Neutering a cat – castration in the male (removal of the testes), and spaying the female (removal of the ovaries and uterus) – not only prevents unwanted pregnancies occurring, but also curbs unwanted behavioural patterns associated with sexual maturity and reduces the risk of certain diseases.

Reasons for neutering female cats

  • Population control. It is important to neuter a female cat before she can have kittens herself. This happens very quickly depending on breed, time of year born and individual development. The first season usually occurs around six months but can be earlier. Queens can have up to three litters in a year.
  • Control of nuisance. Female cats will ‘call’ (come into season and be receptive to the male cat) regularly, about every three weeks during sexually active times of the year if they do not get pregnant. Having entire female cats in an area will attract entire males with the attendant problems of spraying, fighting and caterwauling.
  • Welfare issues. Unwanted kittens may not be cared for and are likely to suffer from various infectious diseases such as cat 'flu or worse. There are unlikely to be enough new homes available for them.
  • Health issues. Female cats which are not neutered are more likely to suffer from pyometra (infection of the womb) later in life and with mammary tumours. Queens with infectious diseases may pass these on to their kittens. Pregnancy and birth are also not without risk.
  • Wildlife issues. Cats with kittens will hunt more actively and if they are not being fed will need to catch more wildlife to feed their kittens. 

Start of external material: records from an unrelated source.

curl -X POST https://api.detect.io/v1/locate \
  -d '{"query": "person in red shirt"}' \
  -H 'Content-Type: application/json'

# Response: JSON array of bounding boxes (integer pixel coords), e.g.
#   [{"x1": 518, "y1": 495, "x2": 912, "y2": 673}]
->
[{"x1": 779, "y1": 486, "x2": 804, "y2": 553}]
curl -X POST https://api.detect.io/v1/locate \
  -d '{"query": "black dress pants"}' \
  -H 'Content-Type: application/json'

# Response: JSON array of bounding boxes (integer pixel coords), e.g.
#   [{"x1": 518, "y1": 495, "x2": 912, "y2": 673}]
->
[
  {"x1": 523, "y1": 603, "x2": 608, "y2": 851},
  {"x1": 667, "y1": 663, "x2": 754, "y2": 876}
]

Reasons for neutering male cats

  • Control of nuisance. Unneutered male cats are likely to stray over a large area, will mark their territory with a very pungent spray and are much more likely to fight - with attendant noise nuisance.
  • Health issues. Fighting males are much more likely to spread diseases such as FIV and FeLV to other cats. They are also likely to suffer from fight injuries such as abscesses. Because they wander over a large area they are also at greater risk of suffering road traffic accidents.
  • Pet issues. Unneutered male cats will wander from home and may not return. They may also spray inside the home and may be aggressive to their owners. Therefore it is desirable to neuter kittens early enough to ensure that the above problems are prevented. Most people do not want to live with an unneutered male cat.
  • Population control. Obviously male cats do not have kittens themselves and it only takes one male in an area to make lots of female cats pregnant, so neutering a female cat makes a great deal more difference to limiting numbers, but it all helps!